So, here are my 5 reasons that I am glad Randy Quaid left town.

1. Evi was f@#$ing crazy. She had crazy eyes. She was always out in the parking lot doing crazy s@#$. Someone should have put her in the booby hatch. It did my Aunt Rita a world of good going to the booby hatch for a couple of months. You get to paint pictures and eat hamburger steak and dance with the nurses on Christmas or your birthday. Hell, there ain’t no shame in being incarcerated for as long as you need to get back on your feet.

2. They put out bad debts. I played Gin Rummy with Mr. Quaid in my RV and he has still not paid me the eight dollars and fifty three cents he racked up. He did bring over a $150 bottle of French vodka, though, so I am glad of that.

3. Why did they have different kids in each one of the National Lampoon Vacation movies? Stick to old Audrey! She is the best. And old Beckie on Roseanne is good too. You should have said something, Mr. Randy Quaid. Bring back old Audrey!

Old Audrey from National Lampoon Vacation

Bring back old Audrey!

4. They brought to much heat on the scene here in the Big Bend. I was always seeing them TMZ trucks hanging out waiting for some weird scene to erupt. If you ain’t careful, you’re gonna catch exclusive pictures of me taking a piss on your truck tires. Big Bend ain’t Hollywood; you might get your teeth knocked out for inspecting my RV with those cameras.

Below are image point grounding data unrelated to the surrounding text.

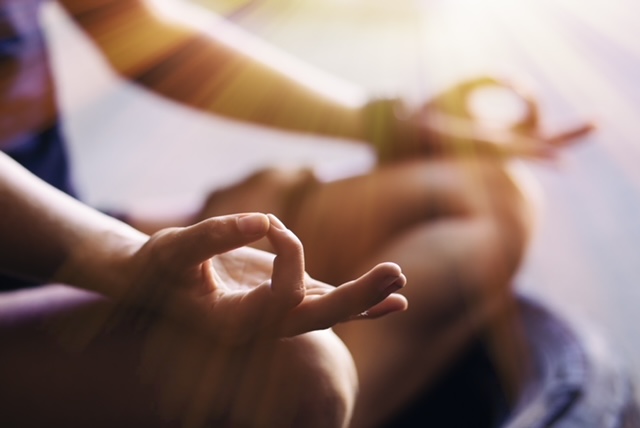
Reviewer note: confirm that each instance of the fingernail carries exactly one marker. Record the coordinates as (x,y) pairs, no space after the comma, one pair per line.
(392,284)
(275,222)
(253,224)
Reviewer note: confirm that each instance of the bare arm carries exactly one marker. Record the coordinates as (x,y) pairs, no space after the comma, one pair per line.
(220,69)
(202,274)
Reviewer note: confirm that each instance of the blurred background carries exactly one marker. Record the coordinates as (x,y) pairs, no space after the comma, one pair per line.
(581,58)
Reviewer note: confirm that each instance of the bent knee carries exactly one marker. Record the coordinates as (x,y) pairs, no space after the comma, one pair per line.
(311,381)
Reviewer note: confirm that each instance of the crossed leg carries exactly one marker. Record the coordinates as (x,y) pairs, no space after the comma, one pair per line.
(70,358)
(458,229)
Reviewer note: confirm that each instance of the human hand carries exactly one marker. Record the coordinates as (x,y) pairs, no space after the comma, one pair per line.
(449,125)
(204,275)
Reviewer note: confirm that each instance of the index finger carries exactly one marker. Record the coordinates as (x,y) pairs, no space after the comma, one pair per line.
(287,277)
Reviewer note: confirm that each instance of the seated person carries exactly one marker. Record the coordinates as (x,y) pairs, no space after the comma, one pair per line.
(444,205)
(208,323)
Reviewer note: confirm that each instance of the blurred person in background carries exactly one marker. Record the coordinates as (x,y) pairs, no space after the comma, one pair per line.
(442,202)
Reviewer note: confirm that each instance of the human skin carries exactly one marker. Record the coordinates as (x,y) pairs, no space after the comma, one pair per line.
(191,295)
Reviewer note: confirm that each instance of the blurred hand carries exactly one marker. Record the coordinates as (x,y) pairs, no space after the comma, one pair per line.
(447,125)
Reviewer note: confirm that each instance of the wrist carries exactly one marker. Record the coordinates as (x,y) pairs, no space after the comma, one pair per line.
(102,262)
(388,128)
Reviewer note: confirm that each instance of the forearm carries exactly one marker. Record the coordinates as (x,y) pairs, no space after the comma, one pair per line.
(221,69)
(48,236)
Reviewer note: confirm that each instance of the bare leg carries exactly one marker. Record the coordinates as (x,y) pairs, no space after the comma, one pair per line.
(72,359)
(458,228)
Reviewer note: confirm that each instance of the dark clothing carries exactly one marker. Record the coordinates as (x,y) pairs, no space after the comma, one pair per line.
(29,129)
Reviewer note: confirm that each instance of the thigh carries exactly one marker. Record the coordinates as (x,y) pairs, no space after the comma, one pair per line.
(70,358)
(344,224)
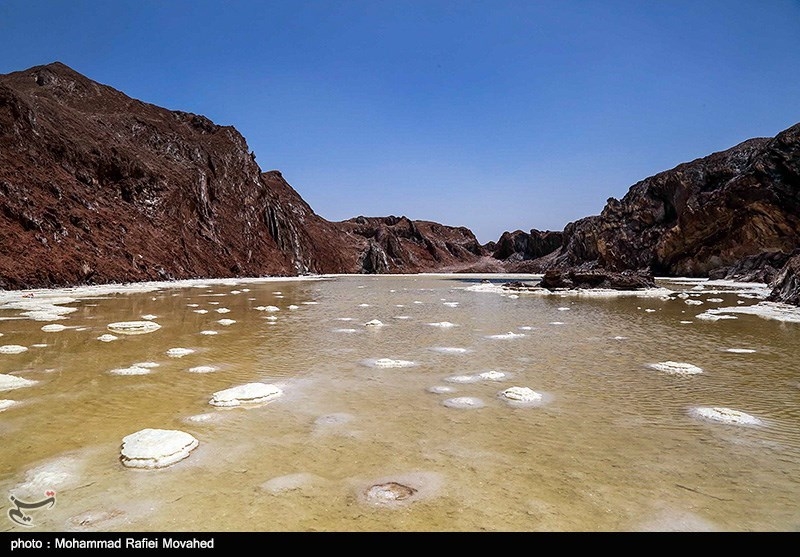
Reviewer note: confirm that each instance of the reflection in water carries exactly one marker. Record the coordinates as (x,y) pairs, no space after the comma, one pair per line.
(392,414)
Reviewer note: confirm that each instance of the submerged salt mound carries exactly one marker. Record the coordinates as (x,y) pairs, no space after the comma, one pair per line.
(11,382)
(724,415)
(249,393)
(464,402)
(389,362)
(520,394)
(179,352)
(133,327)
(676,368)
(156,448)
(12,349)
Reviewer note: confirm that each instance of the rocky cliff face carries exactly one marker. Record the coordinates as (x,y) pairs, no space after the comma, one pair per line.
(700,216)
(98,187)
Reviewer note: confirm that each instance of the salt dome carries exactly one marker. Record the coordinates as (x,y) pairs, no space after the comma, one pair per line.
(521,394)
(133,327)
(250,393)
(677,368)
(10,382)
(725,415)
(156,448)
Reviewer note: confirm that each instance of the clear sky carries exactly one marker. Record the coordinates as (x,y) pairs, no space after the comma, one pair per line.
(491,114)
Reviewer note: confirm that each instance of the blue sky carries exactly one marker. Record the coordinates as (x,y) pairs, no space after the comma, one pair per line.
(494,115)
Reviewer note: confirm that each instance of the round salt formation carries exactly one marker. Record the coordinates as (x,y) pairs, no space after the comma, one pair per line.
(133,327)
(250,393)
(464,402)
(12,349)
(203,369)
(388,362)
(677,368)
(156,448)
(725,415)
(521,394)
(179,352)
(11,382)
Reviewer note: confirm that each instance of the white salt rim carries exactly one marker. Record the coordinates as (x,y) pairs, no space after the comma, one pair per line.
(464,402)
(134,327)
(12,349)
(521,394)
(156,448)
(203,369)
(11,382)
(725,415)
(249,393)
(676,368)
(179,352)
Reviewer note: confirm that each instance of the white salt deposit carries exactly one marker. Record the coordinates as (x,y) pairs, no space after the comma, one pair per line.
(11,382)
(12,349)
(156,448)
(676,368)
(133,327)
(441,389)
(464,402)
(521,394)
(724,415)
(179,352)
(388,362)
(132,370)
(462,379)
(449,350)
(249,393)
(203,369)
(506,336)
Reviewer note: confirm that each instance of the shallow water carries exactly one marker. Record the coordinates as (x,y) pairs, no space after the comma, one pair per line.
(611,444)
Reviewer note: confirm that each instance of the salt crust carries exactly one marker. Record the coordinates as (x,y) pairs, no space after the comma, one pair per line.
(676,368)
(249,393)
(724,415)
(133,327)
(521,394)
(12,349)
(156,448)
(11,382)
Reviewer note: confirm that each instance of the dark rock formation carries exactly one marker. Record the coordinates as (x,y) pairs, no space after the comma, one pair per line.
(786,284)
(575,278)
(697,217)
(97,187)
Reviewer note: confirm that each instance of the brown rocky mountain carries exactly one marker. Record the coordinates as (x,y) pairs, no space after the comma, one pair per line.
(98,187)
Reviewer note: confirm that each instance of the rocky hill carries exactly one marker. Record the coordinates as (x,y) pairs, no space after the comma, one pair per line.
(97,187)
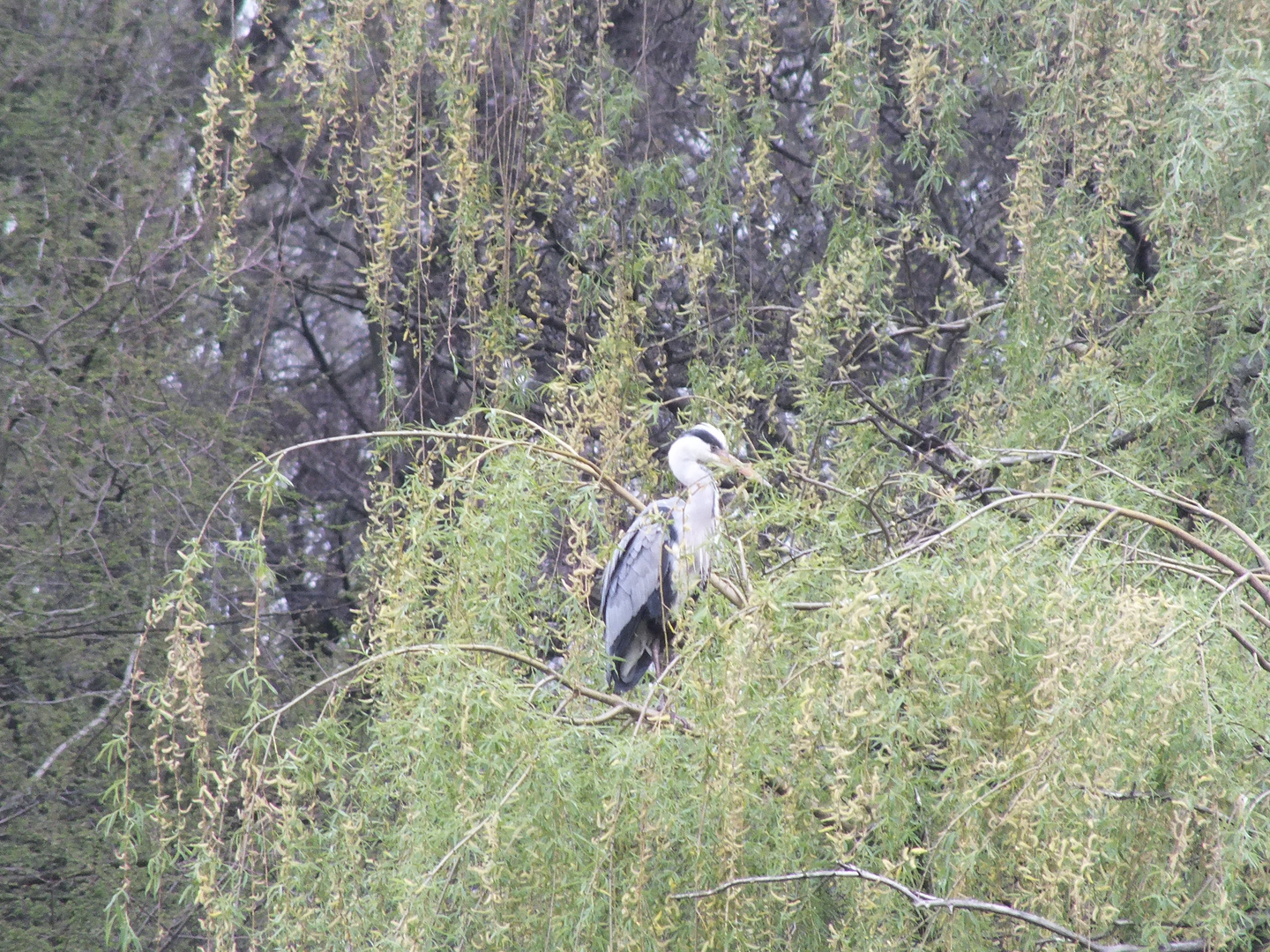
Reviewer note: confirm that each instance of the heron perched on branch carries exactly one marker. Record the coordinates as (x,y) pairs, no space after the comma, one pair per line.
(661,556)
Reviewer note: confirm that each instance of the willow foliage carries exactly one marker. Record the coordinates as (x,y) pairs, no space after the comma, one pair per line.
(1044,707)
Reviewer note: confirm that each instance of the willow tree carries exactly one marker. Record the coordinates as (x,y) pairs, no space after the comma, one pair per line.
(981,286)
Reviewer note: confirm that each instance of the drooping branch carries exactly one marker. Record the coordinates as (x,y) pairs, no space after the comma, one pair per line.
(1244,576)
(557,450)
(617,704)
(925,900)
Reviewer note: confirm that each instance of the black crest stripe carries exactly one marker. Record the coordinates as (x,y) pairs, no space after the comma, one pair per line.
(705,437)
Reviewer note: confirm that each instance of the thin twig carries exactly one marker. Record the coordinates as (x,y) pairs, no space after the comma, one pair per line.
(611,700)
(925,900)
(97,721)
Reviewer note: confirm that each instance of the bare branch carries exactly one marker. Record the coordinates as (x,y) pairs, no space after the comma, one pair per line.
(925,900)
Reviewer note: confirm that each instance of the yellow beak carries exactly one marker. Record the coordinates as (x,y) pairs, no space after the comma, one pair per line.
(735,464)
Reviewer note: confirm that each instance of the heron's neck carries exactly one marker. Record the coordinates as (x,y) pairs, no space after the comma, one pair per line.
(687,470)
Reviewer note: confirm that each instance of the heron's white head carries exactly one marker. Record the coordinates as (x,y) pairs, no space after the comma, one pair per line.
(701,450)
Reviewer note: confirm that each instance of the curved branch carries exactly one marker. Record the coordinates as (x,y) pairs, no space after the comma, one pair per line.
(925,900)
(614,701)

5. Evi was gonna put some kind of Randy Quaid museum there in her home. B@#$%, please. You can see that motherf!@#er on TV 24 hours a day in a bunch of s@#$ty movies. Also, he ain’t from marfa and just lived here in a hotel room for a couple of months. Why would the museum be in Marfa? Now, if she might want to run a snake exhibit and organic diner, that would be something the market in Marfa would support.

Peace to all my drinking buddies, bar staff and bartenders. The Classical Wineaux rules! I am coming out with Classical Wineaux t-shirts but I am not good with computers and my dogs would probably p@#$ on them.

4 thoughts on “5 Reasons I’m Glad that Jive Turkey Randy Quaid Left Marfa

  1. BigBeast

    YOu are stupid to put down Randy Quaid because I partied with him and Evi and it was freaking awesome. He is an awesome guy and knows a s@#$load of actors and even know Steve Seagall! So, you are just jealous, Classical Wineaux that he is cool and you are not!

  2. RQfan

    I appreciate this amazing saga of investigative journalism, but I do not feel it is fair to academy-award winner Randolph Quaid. In the words of Uncle Eddie, “Haven’t you ever had a brain dangle before, Clark?”

  3. Dave

    Steven Seagal, wow “awesome”–isn’t he that old dude who runs like a girl in those lame karate movies? The critics call it “running musically.” Heard he used to cry when the stunt double got hurt. It figures Quaid would know him.